Brandon and his mom, Kerry
I grew up in an abusive household. I was raised by a mother who had many addictions and didn’t know how to be a mother, but she tried to raise us to the best of her ability, which unfortunately wasn’t enough. Unfortunately, me and my brother and sisters were put in the foster care system. We bounced around the system for a couple of years and we were separated from each other at one point.
After our mother lost her rights to us, I felt like all hope was lost. When I was fourteen we were adopted into a family of very loving, sound, religious individuals. After years of having people not being there for us it was hard for me, personally, to trust them. I felt like they could abandon us at any day, any time. So I pushed my limits with them.
As the years went on, I still had a hard time trusting them, despite the fact that they had been loving, kind, and extremely patient with my outrageous behavior. They never gave up on me. They tried any and every method that they knew of personally, but still it wasn’t enough. I had so much emotional trauma from my childhood, I wouldn’t let myself trust anyone. I had fallen into drug and alcohol abuse, doing anything and everything I could to keep myself far from a sober state so I couldn’t feel. I didn’t want to feel. Feelings meant pain and I’m going to be honest, I’m not a big fan of pain.
They discovered this thing called the Post Institute. It specialized in dealing with childhood trauma. That was at a point in my life where I wanted to fix myself. I wanted to get to a point where I could be independent, get rid of this baggage that I had been dragging and carrying on my back for years. So I gave it a shot.

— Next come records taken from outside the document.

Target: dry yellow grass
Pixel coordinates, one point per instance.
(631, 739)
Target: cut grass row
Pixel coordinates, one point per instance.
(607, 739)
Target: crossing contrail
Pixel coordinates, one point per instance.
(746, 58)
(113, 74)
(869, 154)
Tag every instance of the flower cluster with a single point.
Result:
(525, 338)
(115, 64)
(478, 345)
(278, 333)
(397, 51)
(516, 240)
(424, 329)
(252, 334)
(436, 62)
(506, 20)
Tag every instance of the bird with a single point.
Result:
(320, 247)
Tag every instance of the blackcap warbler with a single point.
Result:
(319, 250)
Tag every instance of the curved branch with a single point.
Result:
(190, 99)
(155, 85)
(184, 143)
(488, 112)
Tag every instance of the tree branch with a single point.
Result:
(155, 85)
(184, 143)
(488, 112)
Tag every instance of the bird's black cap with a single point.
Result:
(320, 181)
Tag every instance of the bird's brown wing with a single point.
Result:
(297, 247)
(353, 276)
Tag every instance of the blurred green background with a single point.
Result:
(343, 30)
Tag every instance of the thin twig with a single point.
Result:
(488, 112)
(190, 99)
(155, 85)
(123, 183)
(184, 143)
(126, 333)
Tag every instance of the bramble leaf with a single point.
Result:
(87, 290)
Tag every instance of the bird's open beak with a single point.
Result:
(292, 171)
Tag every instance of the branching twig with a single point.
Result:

Time went on. It was difficult. It was hard. There were points when I didn’t want to do it. But I stuck with it and I could slowly feel the baggage falling off, one memory at a time. Some were more difficult than others, but I stuck to it despite the fact that it wasn’t easy fighting this. I wavered a lot.
I feel because of these efforts, I was actually able to make something of myself. Despite the fact that I still have many things I need to work on, I’m able to be a strong, stable individual. This road isn’t an easy one, but I guarantee you the Post methods did work. If it weren’t for these methods I would be dead or in jail. I want you to know that because of these methods there is hope for people like me.